Friday 6 August 2010

More (very) random cultural observations

Here's a great one we learnt in Kenya - I'm not sure if Tania already spoke about it. When we were present at community meetings organised by Pamoja Trust, the NGO we helped out in Nairobi, we noticed that instead of clapping, everyone would gesticulate, making what we can only describe as 'jazz hands', whilst murmuring ¨umeme¨. This is because originally such meetings had to be held in clandestine fashion and loud noises avoided. What's interesting is that umeme means both electricity and lightning.

If you see a crowd of men running after one man in Africa (or at least the Eastern parts we visited), it´s likely that the people are self-policing against a thief.

Something that must be seen to be believed - a group of giggling Mexican men pushing onto an empty metro train, desparate to get the free seats. Normally fairly civilised, offering seats to women and the elderly, something clearly (almost literally) goes out the window when a threshold of numbers on the platform is reached and there are empty seats available. Mind you, India takes the cake when it comes to trying to get on and off public transport. Instead of waiting to let people off (something which we just about - grudgingly - manage in Mexico City), everyone goes hell for leather at the same time, making the whole process longer and fairly exhausting. My humble theory is that these are examples of people (ok, men) just wanting to get a little boyish frolicking into their lives.
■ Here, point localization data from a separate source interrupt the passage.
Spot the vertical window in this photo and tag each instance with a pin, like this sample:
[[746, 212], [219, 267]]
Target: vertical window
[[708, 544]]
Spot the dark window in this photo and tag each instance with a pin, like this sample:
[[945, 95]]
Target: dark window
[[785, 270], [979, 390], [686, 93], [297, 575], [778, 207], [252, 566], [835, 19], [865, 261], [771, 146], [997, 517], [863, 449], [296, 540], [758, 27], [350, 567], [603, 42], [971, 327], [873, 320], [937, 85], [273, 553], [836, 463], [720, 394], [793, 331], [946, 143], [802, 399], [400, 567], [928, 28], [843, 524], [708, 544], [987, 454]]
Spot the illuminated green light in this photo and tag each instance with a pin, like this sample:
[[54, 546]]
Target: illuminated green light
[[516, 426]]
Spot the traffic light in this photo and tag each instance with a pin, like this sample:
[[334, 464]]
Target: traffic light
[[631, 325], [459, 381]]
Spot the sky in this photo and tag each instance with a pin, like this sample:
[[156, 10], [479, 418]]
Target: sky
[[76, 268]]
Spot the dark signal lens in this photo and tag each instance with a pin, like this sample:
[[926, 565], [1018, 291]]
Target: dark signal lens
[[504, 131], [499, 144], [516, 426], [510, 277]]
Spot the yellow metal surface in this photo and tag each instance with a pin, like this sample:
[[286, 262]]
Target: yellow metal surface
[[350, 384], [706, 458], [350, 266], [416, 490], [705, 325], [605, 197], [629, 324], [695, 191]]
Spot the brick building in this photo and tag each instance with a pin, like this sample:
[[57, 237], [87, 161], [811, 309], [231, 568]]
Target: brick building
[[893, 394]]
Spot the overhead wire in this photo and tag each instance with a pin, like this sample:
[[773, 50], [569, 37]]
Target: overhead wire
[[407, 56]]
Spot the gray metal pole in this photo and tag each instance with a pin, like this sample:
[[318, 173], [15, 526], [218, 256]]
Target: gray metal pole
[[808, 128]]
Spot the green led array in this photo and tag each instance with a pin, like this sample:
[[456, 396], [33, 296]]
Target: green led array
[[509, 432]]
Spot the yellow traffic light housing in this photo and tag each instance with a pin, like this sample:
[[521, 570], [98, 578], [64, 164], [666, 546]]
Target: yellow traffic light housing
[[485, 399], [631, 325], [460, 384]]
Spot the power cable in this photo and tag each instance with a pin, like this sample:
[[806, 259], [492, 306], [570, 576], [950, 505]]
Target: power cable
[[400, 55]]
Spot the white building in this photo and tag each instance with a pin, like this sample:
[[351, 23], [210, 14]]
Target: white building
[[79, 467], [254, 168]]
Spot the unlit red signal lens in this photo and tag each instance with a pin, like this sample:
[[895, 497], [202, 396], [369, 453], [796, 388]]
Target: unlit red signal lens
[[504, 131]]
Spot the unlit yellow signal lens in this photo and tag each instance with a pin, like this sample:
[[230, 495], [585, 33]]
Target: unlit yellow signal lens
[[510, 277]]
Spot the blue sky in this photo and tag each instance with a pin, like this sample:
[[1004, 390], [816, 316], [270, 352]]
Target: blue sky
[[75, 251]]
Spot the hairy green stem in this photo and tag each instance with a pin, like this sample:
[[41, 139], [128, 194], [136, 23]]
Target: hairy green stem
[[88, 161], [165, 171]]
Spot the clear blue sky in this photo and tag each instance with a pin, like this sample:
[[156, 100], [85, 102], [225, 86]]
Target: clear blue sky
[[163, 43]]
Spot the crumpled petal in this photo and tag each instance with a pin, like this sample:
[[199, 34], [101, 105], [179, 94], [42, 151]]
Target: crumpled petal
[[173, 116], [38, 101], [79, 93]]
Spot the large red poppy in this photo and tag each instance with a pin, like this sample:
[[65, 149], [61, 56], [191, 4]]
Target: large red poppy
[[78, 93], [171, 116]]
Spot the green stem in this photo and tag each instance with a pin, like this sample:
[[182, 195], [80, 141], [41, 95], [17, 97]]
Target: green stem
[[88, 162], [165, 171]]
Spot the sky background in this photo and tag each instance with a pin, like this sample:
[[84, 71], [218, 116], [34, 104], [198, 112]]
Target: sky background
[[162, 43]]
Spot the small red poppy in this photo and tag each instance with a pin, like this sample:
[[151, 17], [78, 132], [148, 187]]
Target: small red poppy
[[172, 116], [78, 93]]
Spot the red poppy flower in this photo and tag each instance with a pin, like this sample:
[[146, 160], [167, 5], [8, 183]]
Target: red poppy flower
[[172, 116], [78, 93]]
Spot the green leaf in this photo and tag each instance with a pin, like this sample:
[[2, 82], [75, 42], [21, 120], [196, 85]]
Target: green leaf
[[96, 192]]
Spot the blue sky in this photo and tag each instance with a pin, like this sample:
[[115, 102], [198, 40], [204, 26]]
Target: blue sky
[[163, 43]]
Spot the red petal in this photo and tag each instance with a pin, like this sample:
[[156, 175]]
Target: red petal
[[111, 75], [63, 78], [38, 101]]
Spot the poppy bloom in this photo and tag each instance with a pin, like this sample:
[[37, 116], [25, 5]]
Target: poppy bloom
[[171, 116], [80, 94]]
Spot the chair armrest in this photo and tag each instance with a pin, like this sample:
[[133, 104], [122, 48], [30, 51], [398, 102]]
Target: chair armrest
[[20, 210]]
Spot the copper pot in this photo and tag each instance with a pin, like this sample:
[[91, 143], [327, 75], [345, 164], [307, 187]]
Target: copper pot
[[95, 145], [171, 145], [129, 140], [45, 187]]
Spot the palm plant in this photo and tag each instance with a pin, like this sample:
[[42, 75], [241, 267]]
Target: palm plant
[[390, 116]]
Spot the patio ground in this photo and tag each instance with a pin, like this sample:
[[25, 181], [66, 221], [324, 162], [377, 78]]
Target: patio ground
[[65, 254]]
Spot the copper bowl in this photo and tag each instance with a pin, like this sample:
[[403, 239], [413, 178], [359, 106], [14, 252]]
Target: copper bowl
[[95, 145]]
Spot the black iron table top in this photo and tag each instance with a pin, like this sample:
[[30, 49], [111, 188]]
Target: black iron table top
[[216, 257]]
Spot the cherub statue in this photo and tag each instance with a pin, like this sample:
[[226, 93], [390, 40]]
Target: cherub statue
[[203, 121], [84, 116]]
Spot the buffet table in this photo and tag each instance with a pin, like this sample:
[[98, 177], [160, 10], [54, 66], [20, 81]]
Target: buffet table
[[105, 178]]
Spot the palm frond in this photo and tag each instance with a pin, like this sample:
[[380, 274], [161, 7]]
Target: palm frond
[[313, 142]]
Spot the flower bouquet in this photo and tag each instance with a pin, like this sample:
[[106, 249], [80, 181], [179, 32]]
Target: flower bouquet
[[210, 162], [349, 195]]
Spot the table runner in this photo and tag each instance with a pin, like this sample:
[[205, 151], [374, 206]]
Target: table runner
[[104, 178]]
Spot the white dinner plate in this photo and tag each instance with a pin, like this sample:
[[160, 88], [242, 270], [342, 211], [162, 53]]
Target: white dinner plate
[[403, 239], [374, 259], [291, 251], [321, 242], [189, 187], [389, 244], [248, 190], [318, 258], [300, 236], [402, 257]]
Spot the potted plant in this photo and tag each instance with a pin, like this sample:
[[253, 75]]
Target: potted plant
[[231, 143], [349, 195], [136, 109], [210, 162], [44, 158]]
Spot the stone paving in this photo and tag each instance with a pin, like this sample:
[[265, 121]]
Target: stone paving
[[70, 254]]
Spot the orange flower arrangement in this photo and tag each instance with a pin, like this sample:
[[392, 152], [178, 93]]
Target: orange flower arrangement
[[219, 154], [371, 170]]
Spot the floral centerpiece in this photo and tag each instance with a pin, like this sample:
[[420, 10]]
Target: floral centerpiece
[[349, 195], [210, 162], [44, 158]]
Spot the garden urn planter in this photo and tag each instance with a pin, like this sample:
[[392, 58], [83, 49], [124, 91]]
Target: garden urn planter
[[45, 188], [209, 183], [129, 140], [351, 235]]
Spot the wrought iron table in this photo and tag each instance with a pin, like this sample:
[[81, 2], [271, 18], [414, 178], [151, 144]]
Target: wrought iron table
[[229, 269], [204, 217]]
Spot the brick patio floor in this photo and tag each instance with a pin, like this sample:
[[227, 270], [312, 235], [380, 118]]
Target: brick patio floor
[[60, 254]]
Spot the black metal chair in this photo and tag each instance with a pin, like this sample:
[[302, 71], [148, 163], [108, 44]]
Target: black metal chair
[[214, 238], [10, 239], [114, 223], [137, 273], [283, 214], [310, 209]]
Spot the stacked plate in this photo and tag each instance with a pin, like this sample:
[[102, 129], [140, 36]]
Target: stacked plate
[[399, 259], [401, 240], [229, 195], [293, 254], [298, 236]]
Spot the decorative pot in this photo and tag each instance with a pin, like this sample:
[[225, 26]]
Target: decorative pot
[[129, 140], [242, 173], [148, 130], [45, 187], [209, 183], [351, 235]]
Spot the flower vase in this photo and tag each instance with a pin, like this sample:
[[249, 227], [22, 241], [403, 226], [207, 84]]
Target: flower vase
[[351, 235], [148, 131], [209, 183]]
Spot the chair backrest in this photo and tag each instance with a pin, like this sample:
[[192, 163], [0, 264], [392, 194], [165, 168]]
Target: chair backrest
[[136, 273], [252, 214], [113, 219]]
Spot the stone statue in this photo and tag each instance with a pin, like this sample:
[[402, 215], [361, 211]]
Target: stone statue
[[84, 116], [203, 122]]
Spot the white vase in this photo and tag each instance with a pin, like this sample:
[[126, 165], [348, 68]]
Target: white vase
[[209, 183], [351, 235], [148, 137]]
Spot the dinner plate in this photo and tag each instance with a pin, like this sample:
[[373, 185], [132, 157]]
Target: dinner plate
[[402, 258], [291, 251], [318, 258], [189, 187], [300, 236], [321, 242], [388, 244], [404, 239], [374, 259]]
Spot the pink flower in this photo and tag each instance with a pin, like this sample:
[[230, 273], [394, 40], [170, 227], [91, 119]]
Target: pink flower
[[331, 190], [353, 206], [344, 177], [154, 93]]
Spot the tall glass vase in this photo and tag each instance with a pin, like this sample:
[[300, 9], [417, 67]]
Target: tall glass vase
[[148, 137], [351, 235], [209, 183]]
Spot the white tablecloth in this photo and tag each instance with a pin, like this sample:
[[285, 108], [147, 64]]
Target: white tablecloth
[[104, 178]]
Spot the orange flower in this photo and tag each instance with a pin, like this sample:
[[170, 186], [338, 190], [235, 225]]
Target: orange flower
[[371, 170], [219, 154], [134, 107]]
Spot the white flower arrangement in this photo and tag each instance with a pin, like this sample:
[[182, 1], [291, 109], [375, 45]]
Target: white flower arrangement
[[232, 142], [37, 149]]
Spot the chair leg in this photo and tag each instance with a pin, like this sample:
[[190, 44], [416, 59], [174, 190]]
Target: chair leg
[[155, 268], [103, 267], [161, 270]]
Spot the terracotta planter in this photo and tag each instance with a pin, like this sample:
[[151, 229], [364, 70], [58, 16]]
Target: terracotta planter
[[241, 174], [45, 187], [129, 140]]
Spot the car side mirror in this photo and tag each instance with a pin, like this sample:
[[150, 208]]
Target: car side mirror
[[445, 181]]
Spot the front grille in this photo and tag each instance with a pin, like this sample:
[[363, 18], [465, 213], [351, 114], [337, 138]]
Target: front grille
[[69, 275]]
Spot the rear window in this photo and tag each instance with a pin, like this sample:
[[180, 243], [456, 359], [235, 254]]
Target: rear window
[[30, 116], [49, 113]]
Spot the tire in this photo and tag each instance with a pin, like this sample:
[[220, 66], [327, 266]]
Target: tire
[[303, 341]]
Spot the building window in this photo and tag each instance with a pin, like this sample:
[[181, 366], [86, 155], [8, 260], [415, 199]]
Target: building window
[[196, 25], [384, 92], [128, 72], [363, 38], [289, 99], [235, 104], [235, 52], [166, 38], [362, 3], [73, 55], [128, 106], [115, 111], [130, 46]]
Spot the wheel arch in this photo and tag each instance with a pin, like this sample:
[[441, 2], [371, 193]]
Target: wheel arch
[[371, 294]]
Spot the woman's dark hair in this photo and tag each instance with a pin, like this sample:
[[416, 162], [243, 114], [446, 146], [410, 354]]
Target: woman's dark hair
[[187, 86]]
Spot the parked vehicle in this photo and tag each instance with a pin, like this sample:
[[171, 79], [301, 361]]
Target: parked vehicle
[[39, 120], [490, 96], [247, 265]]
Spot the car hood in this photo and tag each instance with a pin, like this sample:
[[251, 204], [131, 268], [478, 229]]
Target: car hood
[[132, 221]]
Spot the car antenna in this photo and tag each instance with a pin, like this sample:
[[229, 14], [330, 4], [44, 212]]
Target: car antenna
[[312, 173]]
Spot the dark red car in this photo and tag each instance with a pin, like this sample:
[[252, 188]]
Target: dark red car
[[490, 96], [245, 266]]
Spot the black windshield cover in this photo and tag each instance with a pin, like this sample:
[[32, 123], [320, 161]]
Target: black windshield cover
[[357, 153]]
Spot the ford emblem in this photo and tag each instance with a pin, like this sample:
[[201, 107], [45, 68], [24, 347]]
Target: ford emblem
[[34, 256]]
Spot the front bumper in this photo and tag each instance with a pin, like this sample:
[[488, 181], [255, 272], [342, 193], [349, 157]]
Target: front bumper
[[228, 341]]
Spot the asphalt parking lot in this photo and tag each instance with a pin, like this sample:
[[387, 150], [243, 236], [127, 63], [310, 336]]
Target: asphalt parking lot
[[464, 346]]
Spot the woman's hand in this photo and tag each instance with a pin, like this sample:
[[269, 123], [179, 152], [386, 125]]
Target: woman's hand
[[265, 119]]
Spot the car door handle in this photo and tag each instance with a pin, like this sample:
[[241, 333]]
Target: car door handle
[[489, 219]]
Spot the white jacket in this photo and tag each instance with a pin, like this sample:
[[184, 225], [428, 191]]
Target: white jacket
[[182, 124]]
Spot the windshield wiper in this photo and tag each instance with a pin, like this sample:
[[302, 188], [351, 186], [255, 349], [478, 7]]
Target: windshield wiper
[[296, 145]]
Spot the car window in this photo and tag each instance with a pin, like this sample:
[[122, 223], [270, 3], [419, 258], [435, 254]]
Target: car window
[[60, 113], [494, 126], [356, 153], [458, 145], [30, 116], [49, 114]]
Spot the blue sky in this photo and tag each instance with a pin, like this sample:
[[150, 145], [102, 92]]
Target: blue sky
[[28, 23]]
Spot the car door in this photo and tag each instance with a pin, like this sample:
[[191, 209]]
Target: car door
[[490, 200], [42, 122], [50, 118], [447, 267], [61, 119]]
In the Mexican Metro, they have big fans, through which at certain times of the day, some kind of spray is pumped out, presumably to kill some kind of harmful little bugger. Folks seem quite unfazed by this, often reaching up to get in a free hand clean. I wonder how that would go down in Waterloo Station, with no explanation. Mind you, swine flu did basically shut down this city for a few weeks, only a year ago.

Here in Mexico, you hear a lot about Quetzalcoatl, an ancient god who had the form of a feathered snake. You see the image all over the place - at archaeological sites, in murals;
in fact one of our ex-flatmates is going to get a tattoo of Quetzalcoatl, amongst other national symbols. Quetzalcoatl has been worshipped all over Mesoamerica, since well before the time of Christ. There was a period where he was supposed to have lived as a man, although Monica told us that, paradoxically, by this time he was already being worshipped as a god in other areas. He was said to have a very white face and therefore looked different to the rest of his people. Which is why, when Hernán Cortés led the Spanish invasion in the 16th century, the indigenous people thought that Quetzalcoatl had returned in the form of Cortés.

Monica told us about connections between Mexico and Asia, particularly interesting being sort of reflections in iconography. Firstly, let me say that sometimes Mexicans do look remarkably similar to Asians - both racial groups share Mongolic genetics. In the Anthropology Museum we saw statues in Buddha-like poses, yet dating from BEFORE the birth of Buddha. And this is great - the Ancient Sun Stones (e.g. this one, covered by Wired), of which you see many reproductions in tourist hotspots, were bounded by a two-headed snake. Turn the whole thing upside down and you quite clearly see a Chinese dragon. Freaky, eh?

For ancient Mesoamerican cultures such as the Maya and the Aztecs, 20 was a very important figure. Their calendars divided periods into 20 and their abacus was base 20. The supposed reason for this is because, with their open toed sandals (huaraches), they could easily count to twenty using all the digits of their hands and feet.